If, however, a gene has not been directly implicated in causing the disease, gene ontology (GO) is able to identify the function for each gene of interest potentially linking GO terms to the observed disease phenotype. GO annotation is standardised through large international efforts such the Gene Ontology Consortium (http://www.geneontology.org) which enable quick and easy GO annotation of structured domain-specific ontologies [101]. A common application using GO terms is enrichment analysis, which aims to identify over-represented biological process, molecular function or cellular component shared by genes implicated in driving a polygenic disease.
Annotation based strategies – gene network level
Beyond gene-level annotations, the gene’s role within larger biological networks can be examined. To do this there are a variety of gene network analysis tools designed to analyse and interpret biological data, particularly gene expression data, in the context of biological networks. These tools aim to uncover relationships and interactions between genes to gain insights into the underlying biological processes. They contribute significantly to the understanding of the complex relationships within biological systems, helping researchers unravel the functional implications of gene interactions.
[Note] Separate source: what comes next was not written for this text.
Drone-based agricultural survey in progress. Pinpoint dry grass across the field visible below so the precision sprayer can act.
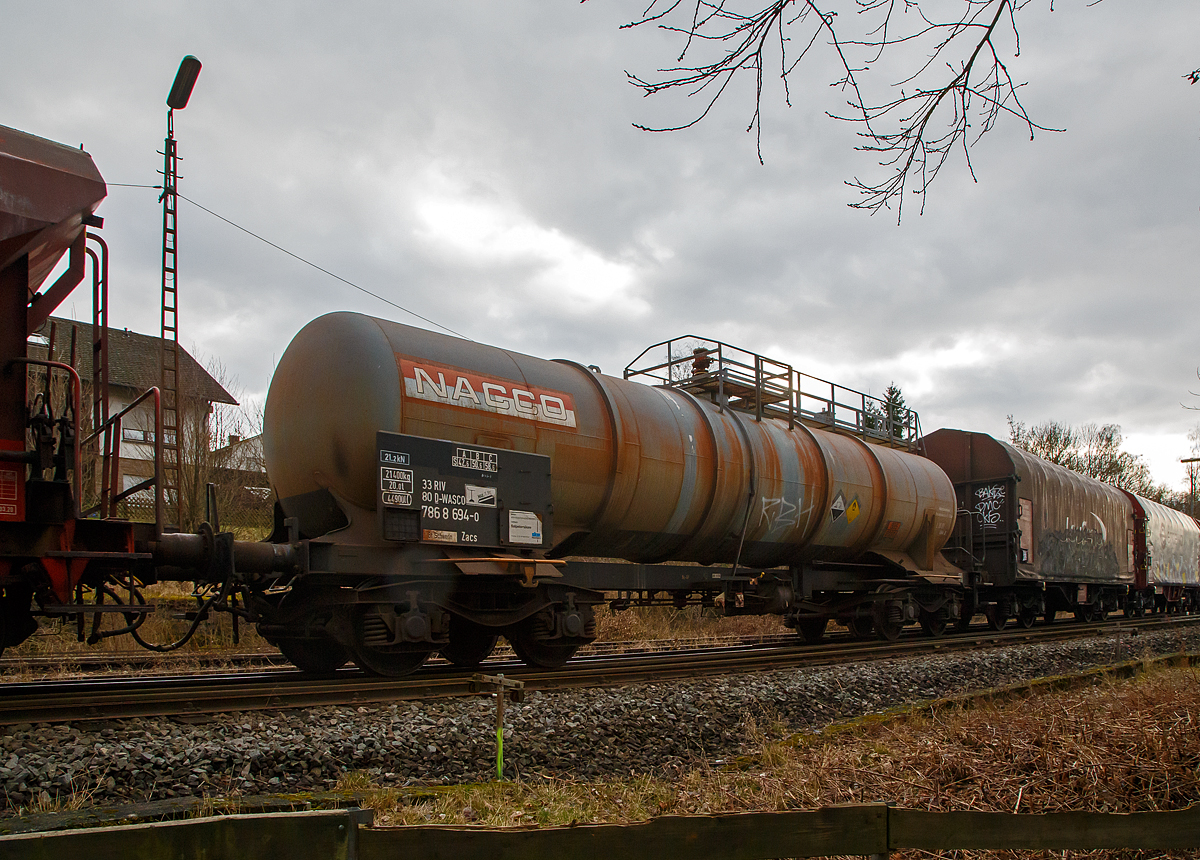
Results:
[596,606,788,642]
[357,668,1200,856]
[4,583,274,680]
Several popular tools in this space are STRING and Ingenuity Pathway Analysis (IPA). STRING (Search Tool for the Retrieval of Interacting Genes/Proteins) is an online platform created to identify protein-protein interactions (PPIs) and functional associations [102]. The STRING database, available at https://string-db.org/, systematically compiles and integrates protein–protein interactions, encompassing both physical interactions and functional associations. The database is populated from various sources, including automated text mining of scientific literature, computational predictions based on co-expression and conserved genomic context, databases containing interaction experiments, and curated sources describing known complexes and pathways [103]. IPA is a proprietary tool developed by QIAGEN with similar functionality that is employed for applications including biomarker discovery, metabolomics, microRNA research, next-generation sequencing data analysis, proteomics, toxicogenomics, and transcriptomics [104]. While most current gene network tools incorporate well-characterised large, curated datasets new tools that construct custom networks from genome/transcriptome patient data for a single patient offer potential for custom treatments [105].
Comprehensive annotation tools
While many pipelines overlap annotation datasets consecutively in series, aggregate tools are becoming increasing popular to manage the increasing number of disparate annotation resources. With continuously updated databases, it is increasingly important to apply consistent, up to date annotations [106]. ENSEMBL’s Variant Effect Predictor (VEP) is a prominent aggregate tool in the landscape of functional annotation. VEP provides comprehensive annotations for genetic variants, including their functional consequences, conservation scores, and potential associations with known diseases [107]. The tool is known for its user-friendly interface and frequent updates, ensuring that researchers have access to the latest genomic information by linking results to ENSEMBL’s latest gene model. VEP’s ability to handle diverse types of genomic variants and its integration with various databases make it a valuable resource in annotation improvement efforts [108]. Additional tools like ANNOVAR perform a similar role [109].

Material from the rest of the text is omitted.